FSO security settings to prevent ASP Trojans

FSO security settings to prevent ASP Trojans

Currently, most virtual hosts disable the standard ASP Component FileSystemObject, which provides ASP with powerful file system access capabilities, you can read, write, copy, delete, and rename any files on the server's hard disk (of course, this is done under the default Windows NT/2000 ). However, if this component is disabled, all ASP nodes that use this component cannot run and cannot meet customers' requirements. How can we allow the FileSystemObject component without affecting the security of the server (that is, users on different virtual hosts cannot use this component to read or write files from other users? Here is a method I have obtained in my experiment. The following section uses Windows 2000 Server as an example. Open the resource manager on the server, right-click the drive letter of each hard disk partition or volume, select "properties" in the pop-up menu, and select the "Security" tab, now you can see which accounts can access this partition (volume) and access permissions. After the default installation, "Everyone" has full control permissions. Click "add" to add "Administrators", "Backup Operators", "Power Users", and "Users" groups, and grant "Full Control" or corresponding permissions, note: do not grant the "Guests" group or "IUSR _ machine name" account any permissions.

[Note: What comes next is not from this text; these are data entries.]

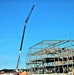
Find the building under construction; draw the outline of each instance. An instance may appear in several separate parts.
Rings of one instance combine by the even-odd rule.
[[[74,68],[74,40],[44,40],[29,48],[30,74],[69,73]]]

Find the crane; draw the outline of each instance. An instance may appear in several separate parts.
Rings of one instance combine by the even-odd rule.
[[[28,23],[28,20],[31,16],[31,13],[34,9],[34,5],[32,6],[29,15],[27,16],[25,23],[24,23],[24,29],[23,29],[23,34],[22,34],[22,40],[21,40],[21,44],[20,44],[20,50],[19,50],[19,55],[18,55],[18,60],[17,60],[17,65],[16,65],[16,72],[18,71],[18,67],[19,67],[19,62],[20,62],[20,56],[21,56],[21,52],[22,52],[22,46],[23,46],[23,41],[24,41],[24,35],[25,35],[25,30],[26,30],[26,25]]]

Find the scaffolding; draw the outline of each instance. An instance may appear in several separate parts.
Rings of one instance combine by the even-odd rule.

Then, remove the "Everyone" group from the list. In this way, only authorized groups and users can access the hard disk partition. When ASP is executed, access the hard disk as "IUSR _ machine name". ASP cannot read or write files on the hard disk because the user account is not authorized.

Method/step

1: Set a separate user account for each VM user, and assign a directory for each account to allow full control.

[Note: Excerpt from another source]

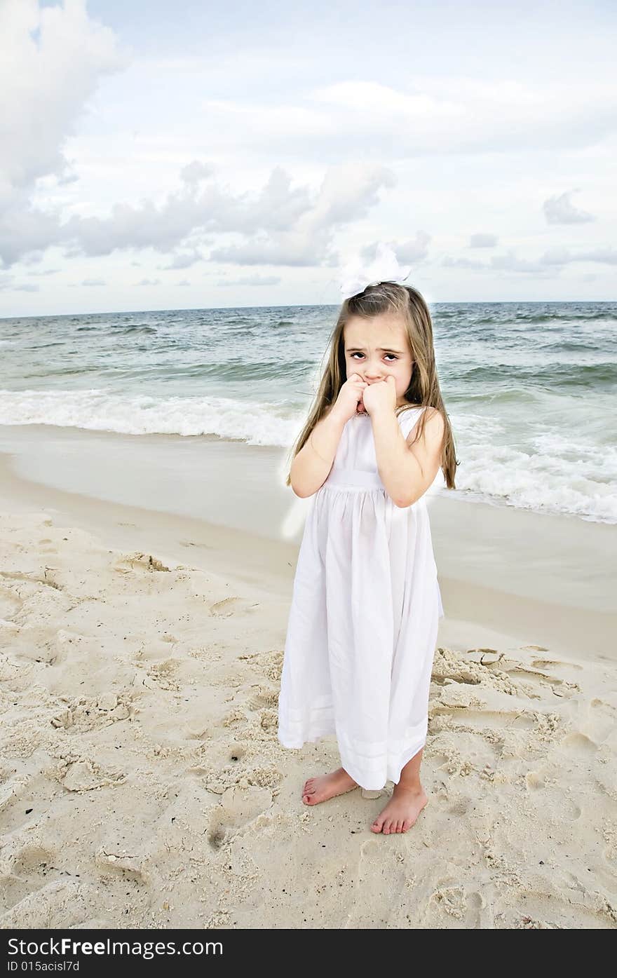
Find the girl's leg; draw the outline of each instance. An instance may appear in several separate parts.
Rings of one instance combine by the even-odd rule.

As shown in, choose "Computer Management"> "local users and groups"> "users", right-click on the right bar, and select "new user" in the pop-up menu ":



2: In the pop-up "new user" dialog box, enter "User Name", "Full name", "Description", "password", and "Confirm Password" as needed ", remove the check box before "the user must change the password upon next login", and select "the user cannot change the password" and "the password will never expire ". In this example, the user of the first VM is created with the built-in account "IUSR_VHOST1" for anonymous access to Internet information services, that is, all clients use http ://***. ***. * **/This identity is used to access the virtual host. After entering the information, click "CREATE. You can create multiple users as needed. Click "close" after creation ":



3: Now the newly created user has appeared in the account list. Double-click the account in the list for further settings:



4: In the pop-up "IUSR_VHOST1" (that is, the newly created account) attribute dialog box, click the "affiliated" tab:



5: The created account belongs to the "Users" group by default. Select this group and click "delete ":



Article comment: Many administrators may not know how to prevent hackers from intruding into other websites using FSO. In fact, FSO's rational application is only part of windows Server Security.